A Bench of Chief Justice D.N. Patel and Justice Prateek Jalan asked the telecom regulator why it has not taken any action against anybody till now. “Take action against some persons so that remaining persons fall in line,” the Court said, as reported by The Hindu.

During the hearing, the Bench raised serious objection to TRAI’s counsel for taking the court to definition of various regulations instead of showing the actual progress in the action initiated against unregistered telemarketers.

When TRAI’s counsel argued that showcause notices have been issued to various individuals and entities, the Bench shoot back saying, “Showcause notice is not an action. It is the process of taking action. Show us the progress that you have taken action against 10 persons”.

“There is a wrong notion in your (TRAI) mind that showcause notice is an action. We will impose cost upon you for every adjournment,” the Bench cautioned.

The High Court was hearing Paytm’s petition which claimed that telecom operators are not blocking those who are defrauding its customers by “phishing” activities over various mobile networks.
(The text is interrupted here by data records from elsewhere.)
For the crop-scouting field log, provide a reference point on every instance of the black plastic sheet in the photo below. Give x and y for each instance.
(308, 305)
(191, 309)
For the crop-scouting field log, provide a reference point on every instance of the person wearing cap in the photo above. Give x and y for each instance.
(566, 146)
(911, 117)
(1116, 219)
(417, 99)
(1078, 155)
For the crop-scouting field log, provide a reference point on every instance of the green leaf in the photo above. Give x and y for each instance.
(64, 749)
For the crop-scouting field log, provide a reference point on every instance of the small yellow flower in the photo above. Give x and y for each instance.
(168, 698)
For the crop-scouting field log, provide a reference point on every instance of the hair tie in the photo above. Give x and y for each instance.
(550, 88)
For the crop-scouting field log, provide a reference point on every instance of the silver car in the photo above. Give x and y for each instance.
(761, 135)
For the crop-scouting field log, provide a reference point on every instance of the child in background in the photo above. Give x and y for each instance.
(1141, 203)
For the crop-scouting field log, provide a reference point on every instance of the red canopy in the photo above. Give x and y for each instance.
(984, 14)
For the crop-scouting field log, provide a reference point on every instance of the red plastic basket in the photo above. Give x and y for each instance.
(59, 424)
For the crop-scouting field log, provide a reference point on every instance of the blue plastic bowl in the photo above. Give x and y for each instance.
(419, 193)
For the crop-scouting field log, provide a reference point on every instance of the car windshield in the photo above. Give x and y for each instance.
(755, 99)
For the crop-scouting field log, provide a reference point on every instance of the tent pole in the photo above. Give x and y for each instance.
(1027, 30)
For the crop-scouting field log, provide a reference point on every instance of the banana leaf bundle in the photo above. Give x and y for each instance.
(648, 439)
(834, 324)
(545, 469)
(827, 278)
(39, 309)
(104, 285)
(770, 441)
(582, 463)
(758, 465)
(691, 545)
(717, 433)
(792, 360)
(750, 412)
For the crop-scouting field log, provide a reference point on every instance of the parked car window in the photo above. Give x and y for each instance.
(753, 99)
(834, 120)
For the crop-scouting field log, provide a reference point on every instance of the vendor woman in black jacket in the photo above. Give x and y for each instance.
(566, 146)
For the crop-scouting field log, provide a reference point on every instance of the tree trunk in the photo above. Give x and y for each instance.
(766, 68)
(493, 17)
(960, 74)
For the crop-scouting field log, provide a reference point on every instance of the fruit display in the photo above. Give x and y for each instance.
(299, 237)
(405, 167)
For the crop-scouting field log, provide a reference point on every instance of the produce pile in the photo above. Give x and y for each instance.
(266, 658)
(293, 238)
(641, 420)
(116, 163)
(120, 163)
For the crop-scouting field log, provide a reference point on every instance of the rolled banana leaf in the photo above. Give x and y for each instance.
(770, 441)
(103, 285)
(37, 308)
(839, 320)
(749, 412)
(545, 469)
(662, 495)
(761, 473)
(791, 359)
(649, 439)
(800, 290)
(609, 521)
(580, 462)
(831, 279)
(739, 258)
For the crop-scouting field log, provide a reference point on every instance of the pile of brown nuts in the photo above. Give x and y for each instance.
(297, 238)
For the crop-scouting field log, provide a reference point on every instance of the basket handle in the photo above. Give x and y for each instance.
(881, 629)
Senior advocate Dushyant Dave, appearing for Paytm, had claimed that due to the large number of unregistered players, Paytm was experiencing fraud of its customers to the tune of ₹1-2 crore each month.

Dave said there must be some timeline attached to the notices issued by TRAI so that there is progress in the action taken against unregistered telemarketers.

TRAI’s counsel said that as on September 18, 2020 more than 1.62 lakh ‘header’ have been registered the purpose of sending commercial communications.

‘Header’ is an alphanumeric string of maximum eleven characters or numbers assigned to an individual, business or legal entity to send commercial communications under the Telecom Commercial Communications Customer Preferences Regulations (TCCCPR).

On the Bench asking, “how many ‘header’ are there which are floating around in the system at the moment,”, TRAI said that under the previous regime there used to be 9 lakh ‘header’ which could be attributed to duplication, active and inactive ‘header’.

“Nobody is saying that you are to investigate fraud like a police. But then you would want to have a telecom architecture which makes it difficult for persons to commit fraudulent transactions,” the Bench remarked.

The High Court directed TRAI to show progress on action taken by next date of hearing.